Seguimos paseando por este barrio extranjero, de repente, la música de un piano y el cántico de unos niños de parbulario saliendo de un gran edificio victoriano de madera nos evocan tiempos pasados. Llegamos al cementerio para extranjeros, al final de una larga cuesta. El paisaje es precioso, en una colina mirando al mar se juntan lápidas de personas influyentes con otras de marineros casi sin nombre, tumbas cristianas, budistas, ortodoxas...
Colina abajo el tranvía nos espera. Es hora de comer y nuestra intención es hacerlo en la zona de los almacenes de estilo inglés. Son las 3 de la tarde cuando llegamos y los restaurantes están cerrados. La cata de cervecita que veníamos pensando hacer en un garito por el que habíamos pasado por la mañana, se viene abajo, así como otro montón de opciones más: todos cerrados.

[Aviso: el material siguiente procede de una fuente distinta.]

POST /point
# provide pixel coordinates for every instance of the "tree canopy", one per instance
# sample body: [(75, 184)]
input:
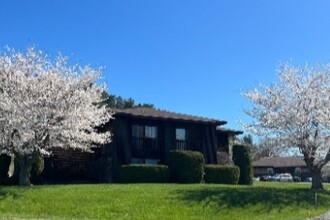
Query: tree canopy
[(47, 104), (295, 113)]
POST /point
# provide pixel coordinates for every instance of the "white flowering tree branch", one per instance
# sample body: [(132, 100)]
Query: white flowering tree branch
[(295, 112), (45, 104)]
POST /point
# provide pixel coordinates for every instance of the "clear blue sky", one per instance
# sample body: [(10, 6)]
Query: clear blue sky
[(194, 57)]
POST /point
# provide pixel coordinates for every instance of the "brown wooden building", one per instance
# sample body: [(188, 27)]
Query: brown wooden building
[(141, 135)]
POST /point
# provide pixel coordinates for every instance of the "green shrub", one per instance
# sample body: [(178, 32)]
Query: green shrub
[(242, 159), (221, 174), (186, 166), (4, 167), (36, 169), (143, 173)]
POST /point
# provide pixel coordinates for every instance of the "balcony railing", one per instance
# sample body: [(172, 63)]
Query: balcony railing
[(194, 145), (146, 148)]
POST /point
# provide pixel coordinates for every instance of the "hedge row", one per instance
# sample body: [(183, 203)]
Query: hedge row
[(143, 173), (183, 167), (186, 166), (221, 174)]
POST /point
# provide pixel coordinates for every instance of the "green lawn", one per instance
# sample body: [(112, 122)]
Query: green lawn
[(160, 201)]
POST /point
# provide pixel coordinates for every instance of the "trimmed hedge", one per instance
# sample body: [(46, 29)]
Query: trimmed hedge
[(36, 169), (242, 159), (143, 173), (4, 167), (186, 166), (221, 174)]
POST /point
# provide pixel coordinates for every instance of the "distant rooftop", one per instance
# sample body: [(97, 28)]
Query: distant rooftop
[(280, 162), (229, 131), (165, 115)]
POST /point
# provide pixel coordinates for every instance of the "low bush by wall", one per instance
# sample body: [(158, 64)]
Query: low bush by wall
[(242, 159), (4, 167), (186, 166), (221, 174), (143, 173)]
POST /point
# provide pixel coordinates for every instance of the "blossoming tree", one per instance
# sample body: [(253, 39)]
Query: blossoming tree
[(45, 104), (295, 113)]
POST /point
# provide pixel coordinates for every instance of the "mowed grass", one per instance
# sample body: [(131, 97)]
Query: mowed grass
[(163, 201)]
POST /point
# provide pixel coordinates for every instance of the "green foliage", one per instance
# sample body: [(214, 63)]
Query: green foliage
[(36, 169), (221, 174), (4, 167), (121, 103), (143, 173), (186, 166), (242, 159)]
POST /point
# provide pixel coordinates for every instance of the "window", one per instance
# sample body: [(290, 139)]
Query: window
[(180, 134), (150, 132), (137, 131)]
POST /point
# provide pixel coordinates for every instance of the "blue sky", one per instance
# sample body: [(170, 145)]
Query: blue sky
[(186, 56)]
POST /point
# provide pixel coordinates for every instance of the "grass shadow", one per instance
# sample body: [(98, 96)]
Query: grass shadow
[(266, 198), (11, 192)]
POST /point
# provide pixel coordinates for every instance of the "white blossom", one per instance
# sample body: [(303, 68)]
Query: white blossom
[(45, 104), (295, 112)]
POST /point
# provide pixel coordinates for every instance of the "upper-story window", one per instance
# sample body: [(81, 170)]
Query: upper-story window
[(140, 131), (137, 131), (180, 134), (150, 132)]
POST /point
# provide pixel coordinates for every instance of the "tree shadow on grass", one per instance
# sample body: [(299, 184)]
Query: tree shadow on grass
[(266, 199), (7, 192)]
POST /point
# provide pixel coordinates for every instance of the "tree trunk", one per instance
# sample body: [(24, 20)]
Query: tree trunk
[(25, 165), (317, 179)]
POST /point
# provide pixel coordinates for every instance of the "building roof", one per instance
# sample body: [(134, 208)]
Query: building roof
[(164, 115), (277, 162), (229, 131)]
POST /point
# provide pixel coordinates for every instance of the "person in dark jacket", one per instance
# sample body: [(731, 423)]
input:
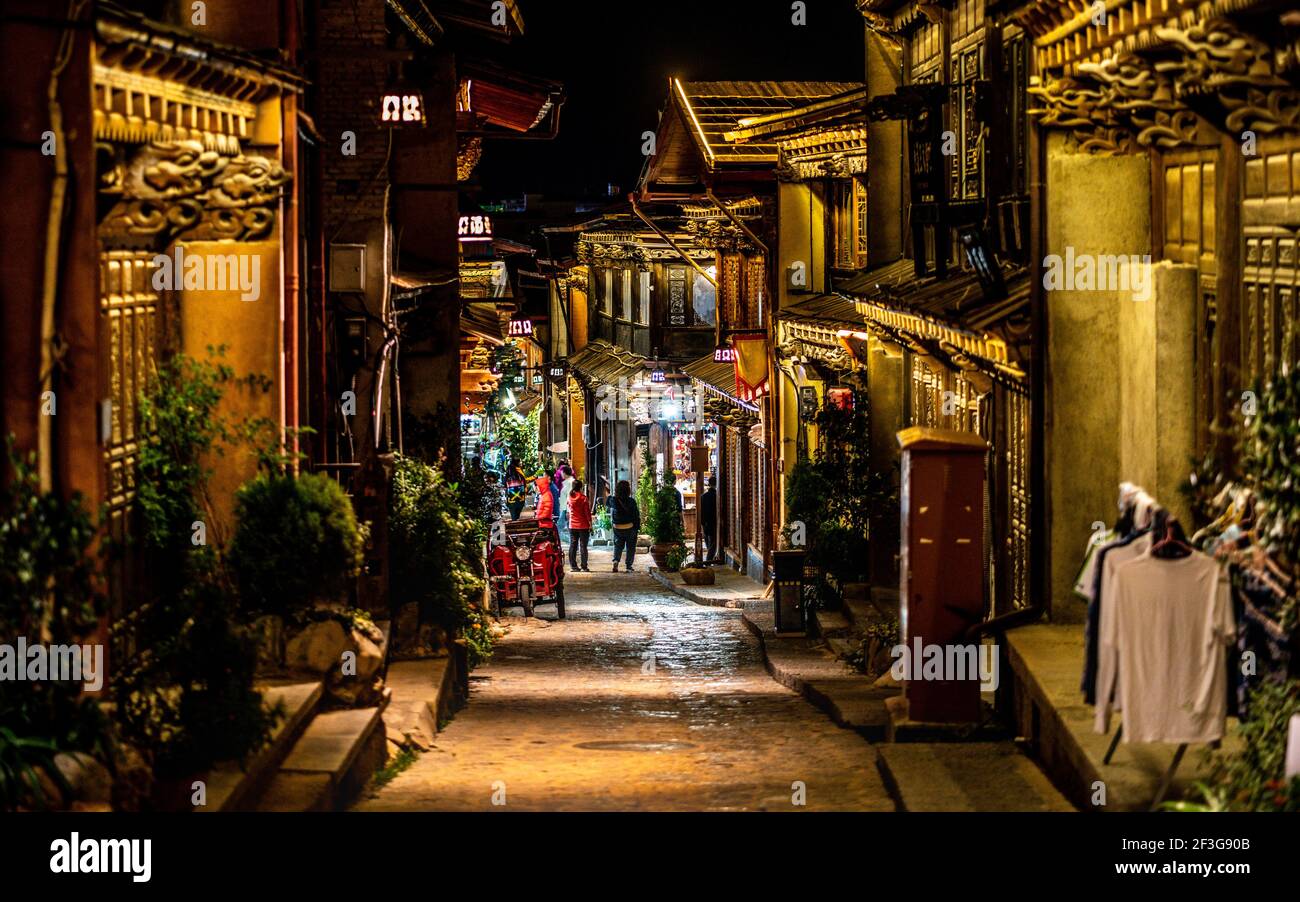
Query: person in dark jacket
[(709, 516), (627, 523), (516, 488)]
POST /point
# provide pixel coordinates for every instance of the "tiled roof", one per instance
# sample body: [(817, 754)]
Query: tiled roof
[(715, 108), (605, 364)]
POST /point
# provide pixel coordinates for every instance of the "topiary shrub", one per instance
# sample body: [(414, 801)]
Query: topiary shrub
[(666, 527), (436, 554), (297, 542)]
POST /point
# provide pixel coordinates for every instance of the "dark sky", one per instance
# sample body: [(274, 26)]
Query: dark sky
[(615, 56)]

Otra vez cuesta arriba se encuentra el teleferico que lleva al mirador de la ciudad: bonitas vistas de la ciudad.
Bajamos camino al hotel y paseando damos con una bodeguita de sake para ver a cómo está el tema y el dueño nos vuelve a preguntar si somos rusos... Vamos, será por la pinta a rusos que hacemos, jajajaja.
Al decirle que somos españoles, nos enseña una botella de sherry (¿será por lo de Osborne?) y al ir a mirarla descubrimos que vende Sangre de Toro de Torres por unos 12,13 euros. Después de varios intentos de comnicación con este buen hombre, que nos va indicando los nombres de las diferentes zonas de las que provinen los mil y un tipos de sake, y aburridos de parecer marcianos marchamos por esta desangelada ciudad con la intención de tomar un cafelito para calentar nuestro cuerpecito (que la tarde está un poco de perros).
Seguro que somos marcianos (¿alguién ha leído "Sin noticias de Gurb" de Eduardo Mendoza? pues aquí estamos los dos como Gurb por Japón). Junto a unos grandes almacenes, enfrente de la estación de la Japan Rail, hay una cafetería, entramos y, después de que la camarera nos ofrezca una bonita sonrisa, le decimos "¡expreso! ": La camarera se nos queda con cara de haberle pedido la luna y nos dice que no nos entiende, que elijamos algo de una carta totalmente en japonés. Seguro que somos marcianos. Nos quedamos sin café.
Dejamos las trastos en el hotel y salimos a cenar a un sitio que al que habíamos echado el ojo la noche anterior (pero que, como ya se ha comentado, siguiendo la tónica de la ciudad a esas horas, estaba chapado), lleno de peceras con ricas viandas del mar. Pedimos un surtido de sashimi por unos 10 euros, unos calamares a trocitos en salsa de algo, una tempura del mar... nos ponemos como el kiko.